Earhart's chief concern is erosion. He says the military's plan to build
caliche roads will result in the clearing of brush along the river banks,
threatening endangered species such as the ocelot, and perhaps more
importantly causing soil to wash into the Rio Grande.
The upshot, Earhart says, would be a river bank wasteland and further
degradation of the already polluted water that the sister cities of Laredo
and Nuevo Laredo rely on.
George Gunnoe, assistant chief patrol agent in Laredo, counters that the
caliche roads will stabilize the soil. He has sought a compromise, leaving
alone a mulch-covered portion of the river road that doubles as a nature
trail. (Gunnoe has also pledged to honor concerns that certain
archaeological sites and artifacts not be disturbed).
Still, Gunnoe and his adversaries view the Rio Grande from fundamentally
different perspectives, making resolution difficult.

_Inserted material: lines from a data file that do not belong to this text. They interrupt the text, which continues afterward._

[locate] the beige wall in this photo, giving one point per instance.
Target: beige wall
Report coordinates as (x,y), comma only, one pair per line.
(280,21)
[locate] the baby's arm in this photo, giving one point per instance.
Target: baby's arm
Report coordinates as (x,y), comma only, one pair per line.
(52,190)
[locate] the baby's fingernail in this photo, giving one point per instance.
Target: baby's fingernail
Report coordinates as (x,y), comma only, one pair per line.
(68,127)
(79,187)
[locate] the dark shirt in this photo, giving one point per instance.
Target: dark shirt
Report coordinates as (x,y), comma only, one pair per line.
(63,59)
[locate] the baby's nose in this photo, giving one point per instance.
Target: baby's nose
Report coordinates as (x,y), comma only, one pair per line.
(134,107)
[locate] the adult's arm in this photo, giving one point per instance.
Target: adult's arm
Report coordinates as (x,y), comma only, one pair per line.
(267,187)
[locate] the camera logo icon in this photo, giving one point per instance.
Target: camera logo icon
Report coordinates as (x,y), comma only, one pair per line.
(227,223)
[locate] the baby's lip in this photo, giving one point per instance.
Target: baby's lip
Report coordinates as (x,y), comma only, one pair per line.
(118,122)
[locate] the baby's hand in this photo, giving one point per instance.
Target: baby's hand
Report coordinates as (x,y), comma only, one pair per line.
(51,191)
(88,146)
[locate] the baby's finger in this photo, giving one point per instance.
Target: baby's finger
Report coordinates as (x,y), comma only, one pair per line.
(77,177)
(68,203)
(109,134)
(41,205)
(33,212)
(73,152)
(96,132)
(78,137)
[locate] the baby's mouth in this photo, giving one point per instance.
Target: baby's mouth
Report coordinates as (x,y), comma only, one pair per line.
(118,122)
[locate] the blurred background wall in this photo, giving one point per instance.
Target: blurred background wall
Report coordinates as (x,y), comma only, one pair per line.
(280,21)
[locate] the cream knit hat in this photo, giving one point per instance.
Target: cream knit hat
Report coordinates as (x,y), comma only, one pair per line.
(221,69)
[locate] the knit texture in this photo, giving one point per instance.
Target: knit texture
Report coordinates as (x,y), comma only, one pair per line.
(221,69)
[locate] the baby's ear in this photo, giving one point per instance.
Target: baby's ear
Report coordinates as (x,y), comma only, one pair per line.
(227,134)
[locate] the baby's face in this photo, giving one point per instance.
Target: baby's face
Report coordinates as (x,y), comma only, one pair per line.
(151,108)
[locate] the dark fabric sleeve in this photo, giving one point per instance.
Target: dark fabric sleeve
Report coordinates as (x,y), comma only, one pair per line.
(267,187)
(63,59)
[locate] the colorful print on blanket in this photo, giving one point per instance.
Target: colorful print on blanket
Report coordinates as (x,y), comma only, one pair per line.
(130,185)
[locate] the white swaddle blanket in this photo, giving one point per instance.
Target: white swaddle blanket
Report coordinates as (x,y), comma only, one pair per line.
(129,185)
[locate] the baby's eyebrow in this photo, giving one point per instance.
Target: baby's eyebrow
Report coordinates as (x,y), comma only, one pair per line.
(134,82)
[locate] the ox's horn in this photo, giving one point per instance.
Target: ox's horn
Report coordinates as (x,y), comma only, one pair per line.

Earhart sees the river as a repository for natural history. Councilman
Bruni views it as a sort of bridge to neighboring Mexico. Gunnoe meanwhile
sees the Rio Grande as the front line in the war on drugs.
"The brush negates any element of surprise," said Gunnoe. "It slows us down
and allows alien traffic to get into the United States."
In addition to the river road just north of downtown, critics of the
military projects are concerned with road improvements in Rio Bravo, a
community just east of town that backs up to the Rio Grande. A former mayor
and councilwoman there joined the MALDEF lawsuit as plaintiffs, arguing
that increased patrols there would pose a threat to the mostly
Mexican-American community, which could be mistakenly targeted.
But while MALDEF argues that these residents underscore a community at odds
with the military and federal agents, there are no signs of a popular
groundswell against the road improvements.
Blas Garcia, who works as the city secretary, says the government has long
been an ally to the town, a colonia which was only recently incorporated.
He salutes the effort to close the border.
"The Border Patrol is working for us, not against us," Garcia said.
"Nothing that's done to improve the road is going to cause ill feelings."